İDRİS ŞAHİN (Ankara) - Teşekkür ediyorum Değerli Başkanım.

Sayın Başkan, değerli milletvekilleri; milletimizin huzuru, güvenliği ve kamu düzeninin tesisi için gece gündüz, yağmur çamur demeden fedakârca görev yapan, gerektiğinde canını hiçe sayan Türk polis teşkilatımızın 180'inci kuruluş yıl dönümü ve Polis Haftası'nı en içten duygularımla kutluyorum. Kurulduğu 10 Nisan 1845 tarihinden bu yana devletin iç güvenlik omurgasını taşıyan Emniyet teşkilatımız bugün de terörden asayişe, trafikten organize suçlara kadar geniş bir yelpazede milletimizin huzuru için büyük bir özveriyle çalışmaktadır. Yıllara sari çözülemeyen yapısal sorunlarla polis teşkilatımız son yıllarda yalnız bırakılmıştır. Liyakat yerine sadakat temelli atama ve yönetim yapısı, düzensiz ve fazla mesainin yanında bir de bunlara ek olarak angarya görevler, emeklilikte yaşanan mali ve sosyal hak kayıpları, ruh hastalığı, intiharlar, psikolojik baskı, görev tazminatları ve lojman sorunu, polis akademisi ve eğitim sistemindeki eşitsizlikler başlıca çözüm bekleyen sorunlar arasındadır. Emniyet teşkilatımızı sadece yılda bir gün hatırlamak yetmez, gerçek anlamda bir kutlama bu sorunlar çözülürse mümkün olacaktır. Bir kez daha canı pahasına görev yapan tüm polislerimizin Polis Haftası'nı kutluyor, başta şehitlerimiz olmak üzere bu uğurda hayatını kaybeden tüm güvenlik güçlerimizi rahmet ve minnetle anıyorum.

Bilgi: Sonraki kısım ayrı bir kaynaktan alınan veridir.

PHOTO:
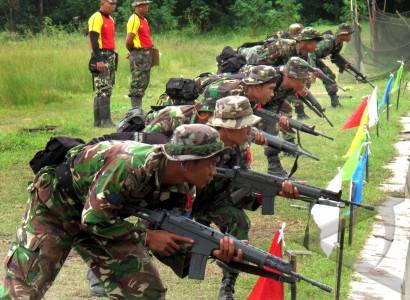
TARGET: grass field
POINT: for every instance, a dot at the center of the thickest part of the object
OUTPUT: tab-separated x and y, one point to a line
44	81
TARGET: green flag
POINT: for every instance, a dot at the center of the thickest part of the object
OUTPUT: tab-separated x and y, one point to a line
350	165
397	82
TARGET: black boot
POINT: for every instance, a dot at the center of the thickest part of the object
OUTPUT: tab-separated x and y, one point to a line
334	99
136	102
227	289
95	285
106	113
97	112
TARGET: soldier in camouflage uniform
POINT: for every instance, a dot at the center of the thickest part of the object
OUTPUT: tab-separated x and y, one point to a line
277	51
295	76
82	203
101	32
330	45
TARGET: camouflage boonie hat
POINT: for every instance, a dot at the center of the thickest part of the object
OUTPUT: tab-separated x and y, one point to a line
297	68
309	34
344	28
295	29
207	104
260	75
135	3
193	142
234	112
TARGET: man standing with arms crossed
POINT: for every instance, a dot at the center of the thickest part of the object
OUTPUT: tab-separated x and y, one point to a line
139	43
101	31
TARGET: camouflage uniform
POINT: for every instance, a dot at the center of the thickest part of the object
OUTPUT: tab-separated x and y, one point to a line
214	203
330	46
89	215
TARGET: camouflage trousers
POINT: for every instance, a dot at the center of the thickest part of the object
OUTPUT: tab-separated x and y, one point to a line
104	82
51	228
331	88
140	65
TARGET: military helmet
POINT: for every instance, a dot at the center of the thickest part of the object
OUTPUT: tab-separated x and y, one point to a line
136	3
344	28
309	34
297	68
261	74
234	112
193	142
295	29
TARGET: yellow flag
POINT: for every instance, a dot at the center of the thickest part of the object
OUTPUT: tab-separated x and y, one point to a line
360	134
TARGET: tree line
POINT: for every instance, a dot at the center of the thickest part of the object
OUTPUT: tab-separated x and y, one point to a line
201	15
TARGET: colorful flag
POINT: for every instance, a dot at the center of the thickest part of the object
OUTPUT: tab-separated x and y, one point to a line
372	109
356	116
266	288
327	217
386	96
397	81
358	177
360	134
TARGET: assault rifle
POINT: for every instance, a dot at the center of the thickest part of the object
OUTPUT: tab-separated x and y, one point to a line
245	182
322	76
282	145
272	118
344	65
315	106
207	239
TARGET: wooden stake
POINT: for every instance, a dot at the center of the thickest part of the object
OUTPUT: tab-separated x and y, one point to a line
340	258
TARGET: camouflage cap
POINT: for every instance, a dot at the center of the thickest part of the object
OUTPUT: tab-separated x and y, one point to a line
295	29
260	75
207	104
344	28
297	68
309	34
234	112
193	142
135	3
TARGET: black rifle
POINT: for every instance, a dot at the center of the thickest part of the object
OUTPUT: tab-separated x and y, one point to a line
315	106
344	65
207	239
322	76
272	118
282	145
244	182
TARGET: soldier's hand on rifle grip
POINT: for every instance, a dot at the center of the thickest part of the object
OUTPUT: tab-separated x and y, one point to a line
288	190
101	67
259	138
284	123
226	251
164	242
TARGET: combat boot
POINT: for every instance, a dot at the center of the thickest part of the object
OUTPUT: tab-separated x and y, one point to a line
275	167
95	285
136	102
106	113
227	289
300	111
334	100
97	112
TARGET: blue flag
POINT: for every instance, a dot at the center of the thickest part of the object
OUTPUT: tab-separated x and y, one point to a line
386	96
358	177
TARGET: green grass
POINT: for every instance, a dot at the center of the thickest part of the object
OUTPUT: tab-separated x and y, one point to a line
45	81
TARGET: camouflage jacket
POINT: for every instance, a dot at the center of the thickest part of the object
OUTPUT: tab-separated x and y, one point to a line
327	46
110	175
167	119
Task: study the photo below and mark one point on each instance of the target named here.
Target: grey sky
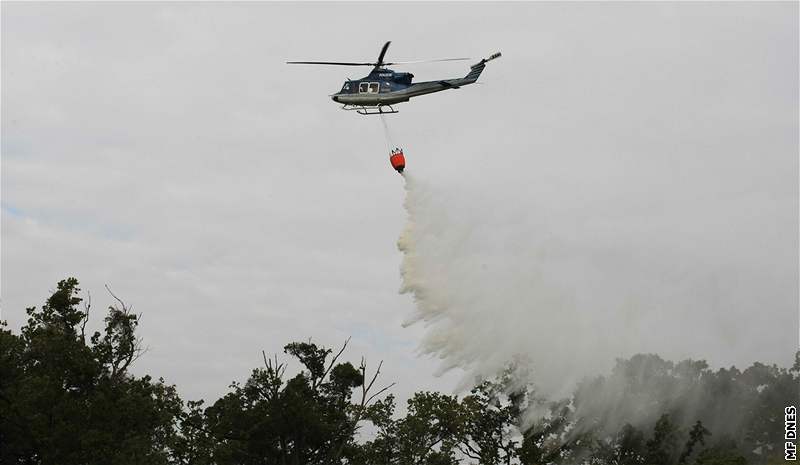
(167, 150)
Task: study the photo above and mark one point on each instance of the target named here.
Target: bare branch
(379, 393)
(124, 308)
(336, 357)
(87, 306)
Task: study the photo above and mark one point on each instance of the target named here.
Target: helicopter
(375, 93)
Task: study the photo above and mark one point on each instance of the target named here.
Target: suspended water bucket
(398, 161)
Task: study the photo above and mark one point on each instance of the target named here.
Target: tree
(309, 419)
(68, 402)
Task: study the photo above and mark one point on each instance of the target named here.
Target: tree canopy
(69, 398)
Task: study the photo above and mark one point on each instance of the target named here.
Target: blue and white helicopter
(377, 92)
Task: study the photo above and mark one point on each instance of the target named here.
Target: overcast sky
(168, 151)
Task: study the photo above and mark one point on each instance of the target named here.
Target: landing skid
(362, 110)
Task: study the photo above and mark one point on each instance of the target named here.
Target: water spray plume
(493, 280)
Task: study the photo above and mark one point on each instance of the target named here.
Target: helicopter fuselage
(386, 87)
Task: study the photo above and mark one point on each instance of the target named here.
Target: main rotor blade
(338, 63)
(424, 61)
(383, 52)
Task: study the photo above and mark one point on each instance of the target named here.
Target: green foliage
(63, 401)
(66, 398)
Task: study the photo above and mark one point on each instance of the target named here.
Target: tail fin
(477, 68)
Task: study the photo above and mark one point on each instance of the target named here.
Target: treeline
(68, 397)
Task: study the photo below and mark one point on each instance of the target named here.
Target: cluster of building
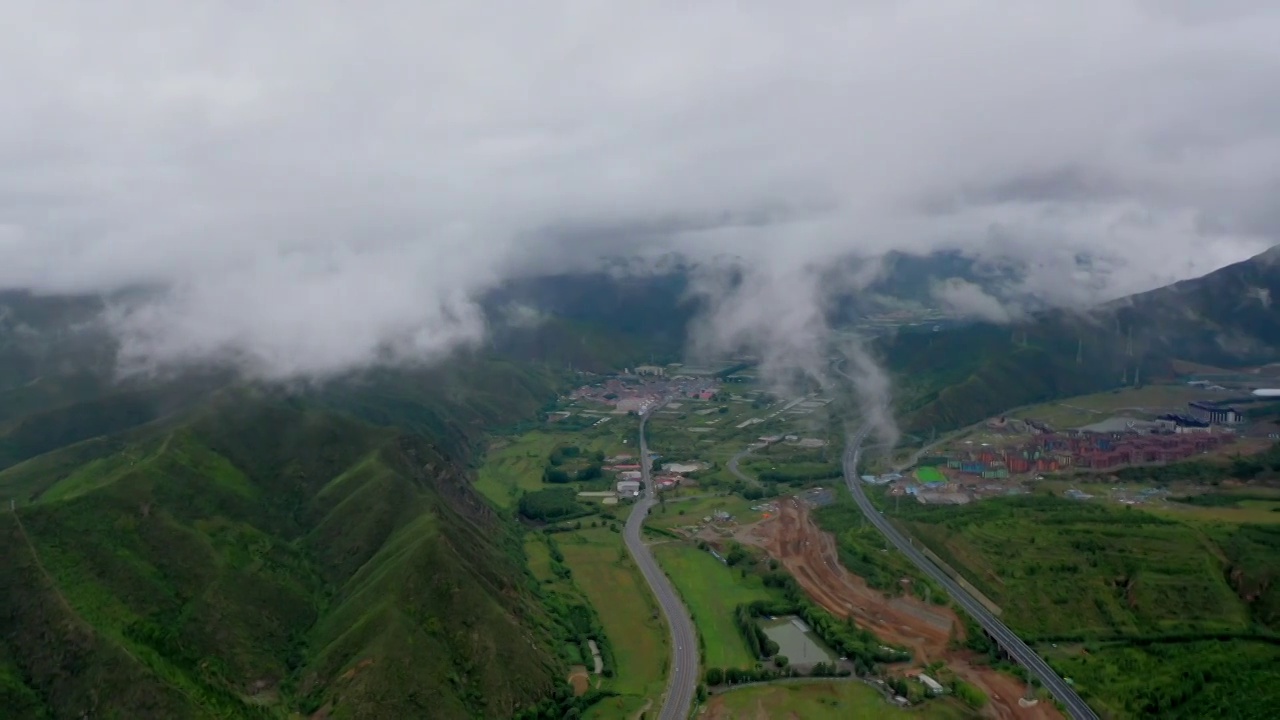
(1055, 452)
(630, 482)
(629, 395)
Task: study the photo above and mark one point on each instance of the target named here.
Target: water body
(798, 642)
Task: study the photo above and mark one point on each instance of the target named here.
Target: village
(1006, 455)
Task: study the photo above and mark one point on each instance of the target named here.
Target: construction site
(790, 536)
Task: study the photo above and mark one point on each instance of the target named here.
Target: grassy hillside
(265, 555)
(1066, 569)
(958, 377)
(1152, 614)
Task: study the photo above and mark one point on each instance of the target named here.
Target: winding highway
(682, 680)
(1008, 641)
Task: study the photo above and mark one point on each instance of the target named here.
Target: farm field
(1064, 569)
(822, 701)
(515, 465)
(627, 611)
(1143, 401)
(712, 591)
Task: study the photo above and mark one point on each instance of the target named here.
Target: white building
(935, 688)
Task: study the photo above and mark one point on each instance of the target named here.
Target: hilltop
(960, 376)
(201, 547)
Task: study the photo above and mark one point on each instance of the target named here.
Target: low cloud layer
(965, 299)
(318, 186)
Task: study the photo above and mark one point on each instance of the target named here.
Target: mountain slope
(961, 376)
(266, 554)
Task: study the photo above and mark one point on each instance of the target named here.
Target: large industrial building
(1215, 414)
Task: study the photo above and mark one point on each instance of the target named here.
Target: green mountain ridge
(961, 376)
(263, 555)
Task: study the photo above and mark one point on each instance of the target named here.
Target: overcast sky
(316, 180)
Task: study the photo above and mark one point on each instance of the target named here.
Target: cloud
(968, 300)
(318, 186)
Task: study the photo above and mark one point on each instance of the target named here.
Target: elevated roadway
(1004, 637)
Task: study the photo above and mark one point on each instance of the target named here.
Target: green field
(712, 591)
(682, 513)
(630, 615)
(1176, 680)
(822, 701)
(929, 475)
(1141, 402)
(718, 438)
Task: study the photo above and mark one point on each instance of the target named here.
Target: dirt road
(810, 556)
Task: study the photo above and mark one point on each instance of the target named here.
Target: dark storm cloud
(324, 185)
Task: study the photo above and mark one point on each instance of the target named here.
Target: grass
(260, 559)
(682, 513)
(1261, 513)
(929, 475)
(631, 620)
(1176, 680)
(515, 465)
(712, 591)
(1087, 409)
(822, 701)
(1060, 568)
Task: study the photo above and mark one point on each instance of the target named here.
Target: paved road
(1008, 641)
(739, 474)
(682, 682)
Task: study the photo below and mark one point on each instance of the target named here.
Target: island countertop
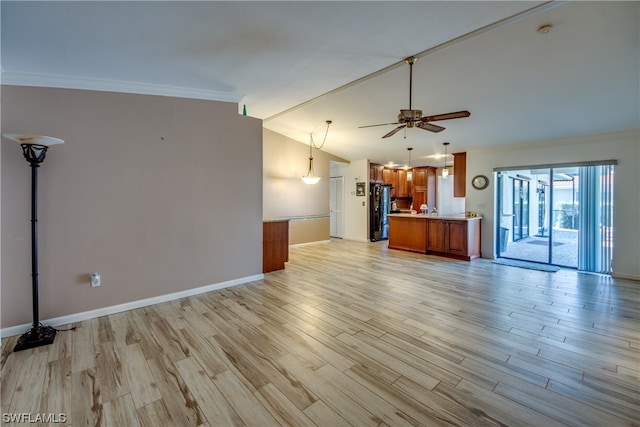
(459, 217)
(453, 235)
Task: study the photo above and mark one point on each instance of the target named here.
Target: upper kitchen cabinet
(459, 174)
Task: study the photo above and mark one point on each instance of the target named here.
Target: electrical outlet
(95, 280)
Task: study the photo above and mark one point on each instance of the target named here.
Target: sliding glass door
(557, 215)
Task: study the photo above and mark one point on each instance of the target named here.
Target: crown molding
(62, 82)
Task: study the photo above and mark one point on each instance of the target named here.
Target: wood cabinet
(408, 234)
(459, 174)
(454, 238)
(275, 245)
(436, 235)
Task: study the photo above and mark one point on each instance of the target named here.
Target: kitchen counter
(453, 236)
(460, 217)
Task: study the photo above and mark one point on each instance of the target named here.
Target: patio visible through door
(560, 215)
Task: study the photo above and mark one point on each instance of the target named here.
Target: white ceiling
(297, 64)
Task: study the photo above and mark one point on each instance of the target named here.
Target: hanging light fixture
(409, 172)
(310, 177)
(445, 171)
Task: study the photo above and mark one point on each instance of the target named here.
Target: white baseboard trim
(625, 276)
(91, 314)
(317, 242)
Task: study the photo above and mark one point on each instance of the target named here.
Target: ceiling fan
(413, 118)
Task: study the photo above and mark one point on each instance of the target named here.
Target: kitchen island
(455, 236)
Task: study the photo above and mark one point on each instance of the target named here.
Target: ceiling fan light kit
(409, 118)
(445, 171)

Son günlerde polislerimizle gençlerimizi, emeklilerimizi, iktidarınıza sesini duyurmak için sokağa çıkan dertli vatandaşlarımızı karşı karşıya getiren uygulamalardan iktidar olarak lütfen vazgeçin. Toplantı ve Gösteri Yürüyüşleri Yasası'nda muhalefet suçlamasıyla hakkında soruşturma açılan özellikle öğrenci gençlerin tutuklu yargılamalarının yapılması bir tedbir olan tutuklamanın ruhuyla bağdaşmaz. Özellikle tutuklu yargılama yoluyla toplumsal muhalefet bastırılmak, sokağa çıkma iradesi kırılmak istenmektedir. Bu durum ne hukuk devleti ilkesine uygundur ne de demokratik bir rejimle bağdaşır. Bu uygulamalar hukuki değil siyasidir. Hukuku siyasetin sopası hâline getirmek sadece bugünün muhaliflerini değil yarının demokrasisini de yok eder. Adaletin olmadığı yerde hakikat de huzur da barınamaz. Unutmayalım hukuk intikam için değil adalet için vardır.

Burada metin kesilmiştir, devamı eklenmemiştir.